6. Bölüm

369 38 1
                                    

Geç yazdım ama size up uzun bir bölüm yazdım. Sınavlarım bu hafta bitti k.b Okuyucu sayımız giderek artıyor arkadaşlar. Sizleri çok seviyorum

"Eylül"

"Hıı"

"Geç kalıcaksın, kalk giyin"

"Nee" yerimden sıçrayıp hemen saate baktım, 8.20. Savaşı izlerken uyuyakalmışım. Koltuğun kenarında duran formamı alıp banyoya kaçtım. Hızlıca giyindim, aynadan sonbirkez saçlarıma bakıp şekil verdim. Okula gidebilirdik, evet ben ve Savaş birlikte okula gitmek bu his çok güzel.

Banyodan çıktığımda Kuzeyle çarpıştık. "Günaydın" deyip hızlıca aşağı indim. Bu sabah çok güzeldi onun beni uyandırması, gözümü açtığımda ilk onu görmek. Şimdide birlikte okula gidiyoruz. Bugün keyfimi kimse kaçıramaz. Merdivenden son adımımı atıp salona geçtim ama Savaş giyinmemişti. Okula geç kalıcaz, sorunu ne bunun?

"Giyinmemişsin"

Oturduğu koltuktan bana bakmadan konuştu.

"Seninle okula gideceğimimi sanıyorsun"

"Anlamadım"

"Masanın üzerindeki para okula gitmem için yeterli."

Sinirden elim ayağım birbirine dolandı. İçimdeki mutluluk parçalanıp kalbimi acıtmaya başladı artık. Yutkundum, gözlerim doldu ama akmasına izin vermedim. Sakince koltuğa doğru adım attım, Savaşın yanındaki ceketimi almak için eğildim. Sertçe ceketi kapıp "Çok kibarsın!" ve o evden çıkmak için ayaklarıma yüklendim. Hızlıca salondan çıkıp dış kapıyı sertçe vurdum.

Hayal kurmak; olamayacağını bildiğimiz halde umut edip kurgulamak, iç dünyamızda bölünmek, heycanlanmak, kurduğumuz hayalin içinde dibine kadar mutluluktan boğulmak. Sonra, bişey seni dürter gerçek dünyaya dön der sen aslında dönmek istemessin ama dönersin hayal kırıklığıdır. İnsanın içinde en büyük enkazları bırakanda aslında hayal kırıklığıdır...
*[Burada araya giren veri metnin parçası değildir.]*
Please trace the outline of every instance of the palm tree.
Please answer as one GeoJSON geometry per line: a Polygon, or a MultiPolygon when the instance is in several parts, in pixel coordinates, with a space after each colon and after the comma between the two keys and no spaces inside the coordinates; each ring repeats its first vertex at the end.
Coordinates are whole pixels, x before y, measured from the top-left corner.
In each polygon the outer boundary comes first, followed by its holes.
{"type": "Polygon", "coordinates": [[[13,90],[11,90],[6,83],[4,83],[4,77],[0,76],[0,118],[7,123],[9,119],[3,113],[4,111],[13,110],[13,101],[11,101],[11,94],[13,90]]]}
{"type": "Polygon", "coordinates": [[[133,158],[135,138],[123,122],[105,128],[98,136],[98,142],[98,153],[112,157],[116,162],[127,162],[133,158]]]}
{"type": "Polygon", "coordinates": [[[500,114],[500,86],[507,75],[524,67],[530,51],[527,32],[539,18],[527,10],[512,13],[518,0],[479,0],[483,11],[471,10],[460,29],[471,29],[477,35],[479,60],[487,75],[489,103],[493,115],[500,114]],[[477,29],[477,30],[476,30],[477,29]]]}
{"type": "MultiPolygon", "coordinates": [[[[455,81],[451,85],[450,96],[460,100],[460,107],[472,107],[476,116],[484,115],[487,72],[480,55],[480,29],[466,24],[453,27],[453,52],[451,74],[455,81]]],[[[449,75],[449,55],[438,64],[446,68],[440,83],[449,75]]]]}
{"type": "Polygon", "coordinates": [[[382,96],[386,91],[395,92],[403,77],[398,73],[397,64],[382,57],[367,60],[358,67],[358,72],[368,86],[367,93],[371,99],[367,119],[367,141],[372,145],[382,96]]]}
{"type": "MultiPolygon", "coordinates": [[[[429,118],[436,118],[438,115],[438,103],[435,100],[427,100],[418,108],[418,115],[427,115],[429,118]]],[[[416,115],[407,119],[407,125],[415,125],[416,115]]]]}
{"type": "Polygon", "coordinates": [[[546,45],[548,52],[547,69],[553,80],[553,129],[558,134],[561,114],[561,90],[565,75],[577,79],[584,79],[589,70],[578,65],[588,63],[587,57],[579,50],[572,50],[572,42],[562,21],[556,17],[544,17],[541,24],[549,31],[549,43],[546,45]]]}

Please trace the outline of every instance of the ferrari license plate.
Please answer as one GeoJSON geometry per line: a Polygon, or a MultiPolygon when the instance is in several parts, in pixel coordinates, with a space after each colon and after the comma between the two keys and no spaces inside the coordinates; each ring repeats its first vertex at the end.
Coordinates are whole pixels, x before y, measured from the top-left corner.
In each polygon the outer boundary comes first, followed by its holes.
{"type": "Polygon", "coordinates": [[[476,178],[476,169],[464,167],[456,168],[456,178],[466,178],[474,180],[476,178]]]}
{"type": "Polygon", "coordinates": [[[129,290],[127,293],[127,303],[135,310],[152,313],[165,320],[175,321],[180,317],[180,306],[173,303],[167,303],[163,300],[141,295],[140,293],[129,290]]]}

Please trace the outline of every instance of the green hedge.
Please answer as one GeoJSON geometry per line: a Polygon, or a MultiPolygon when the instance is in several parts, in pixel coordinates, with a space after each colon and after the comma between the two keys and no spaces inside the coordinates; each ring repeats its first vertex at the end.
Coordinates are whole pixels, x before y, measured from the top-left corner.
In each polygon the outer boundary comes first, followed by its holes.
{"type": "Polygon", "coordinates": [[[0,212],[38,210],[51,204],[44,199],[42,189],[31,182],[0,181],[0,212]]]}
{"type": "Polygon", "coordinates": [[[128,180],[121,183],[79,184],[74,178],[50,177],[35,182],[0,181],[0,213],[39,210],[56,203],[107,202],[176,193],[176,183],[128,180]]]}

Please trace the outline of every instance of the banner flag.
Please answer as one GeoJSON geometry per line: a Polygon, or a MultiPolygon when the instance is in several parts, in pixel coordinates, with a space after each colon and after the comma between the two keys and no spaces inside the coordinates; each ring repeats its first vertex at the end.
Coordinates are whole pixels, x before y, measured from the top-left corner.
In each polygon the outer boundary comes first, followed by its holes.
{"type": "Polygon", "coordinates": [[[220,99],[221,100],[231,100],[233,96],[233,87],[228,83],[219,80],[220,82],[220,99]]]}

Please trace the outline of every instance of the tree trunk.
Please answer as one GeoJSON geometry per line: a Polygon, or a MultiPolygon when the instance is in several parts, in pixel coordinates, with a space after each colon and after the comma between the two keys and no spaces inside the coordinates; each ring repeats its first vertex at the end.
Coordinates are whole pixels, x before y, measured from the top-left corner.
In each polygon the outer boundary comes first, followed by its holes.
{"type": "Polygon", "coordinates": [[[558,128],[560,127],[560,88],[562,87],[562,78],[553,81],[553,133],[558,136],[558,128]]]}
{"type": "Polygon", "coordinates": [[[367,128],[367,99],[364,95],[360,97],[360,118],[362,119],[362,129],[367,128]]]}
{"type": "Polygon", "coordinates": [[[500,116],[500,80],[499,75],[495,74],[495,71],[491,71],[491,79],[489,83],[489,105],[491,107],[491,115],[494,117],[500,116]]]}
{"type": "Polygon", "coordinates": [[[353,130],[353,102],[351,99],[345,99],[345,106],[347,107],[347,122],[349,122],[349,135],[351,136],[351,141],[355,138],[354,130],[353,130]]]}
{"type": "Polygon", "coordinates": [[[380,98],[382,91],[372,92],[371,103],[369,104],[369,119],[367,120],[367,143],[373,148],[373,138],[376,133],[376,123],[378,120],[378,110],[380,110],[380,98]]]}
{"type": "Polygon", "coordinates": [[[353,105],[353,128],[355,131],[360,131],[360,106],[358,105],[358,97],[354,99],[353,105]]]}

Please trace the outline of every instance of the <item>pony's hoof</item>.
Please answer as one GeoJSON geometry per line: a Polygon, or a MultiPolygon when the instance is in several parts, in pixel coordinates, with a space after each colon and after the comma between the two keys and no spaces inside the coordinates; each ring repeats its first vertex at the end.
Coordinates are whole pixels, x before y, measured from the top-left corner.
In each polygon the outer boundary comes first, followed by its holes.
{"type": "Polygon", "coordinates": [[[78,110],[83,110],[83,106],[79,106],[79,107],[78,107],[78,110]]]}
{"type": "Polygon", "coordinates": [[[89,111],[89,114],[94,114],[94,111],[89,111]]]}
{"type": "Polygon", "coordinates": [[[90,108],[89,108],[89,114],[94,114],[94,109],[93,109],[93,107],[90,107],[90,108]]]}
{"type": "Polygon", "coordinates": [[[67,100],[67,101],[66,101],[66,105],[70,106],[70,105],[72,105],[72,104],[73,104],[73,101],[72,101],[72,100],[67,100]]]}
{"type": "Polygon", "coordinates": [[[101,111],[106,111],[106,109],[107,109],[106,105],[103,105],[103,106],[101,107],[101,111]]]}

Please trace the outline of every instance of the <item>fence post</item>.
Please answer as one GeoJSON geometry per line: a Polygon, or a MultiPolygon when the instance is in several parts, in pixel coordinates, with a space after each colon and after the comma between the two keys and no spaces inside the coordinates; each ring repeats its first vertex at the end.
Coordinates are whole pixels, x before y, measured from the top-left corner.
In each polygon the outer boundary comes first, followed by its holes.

Kendimi yolun karşısına attım, ayakların benden isteksiz yürüyordu. Kolundaki saate baktım 8.50. Okula gitmek istemesemde gitmeliydim. Beynim bana emir veriyordu derslerden geçmen lazım yoksa baban çok kızar. Bu cümlede canımı sıkıyordu aslında. Hayatım zaten boktan bişey bide babamın benim üzerimdeki seçimleri baskıları ayrı bir yer ediliyordu bok kelimesinin içinde.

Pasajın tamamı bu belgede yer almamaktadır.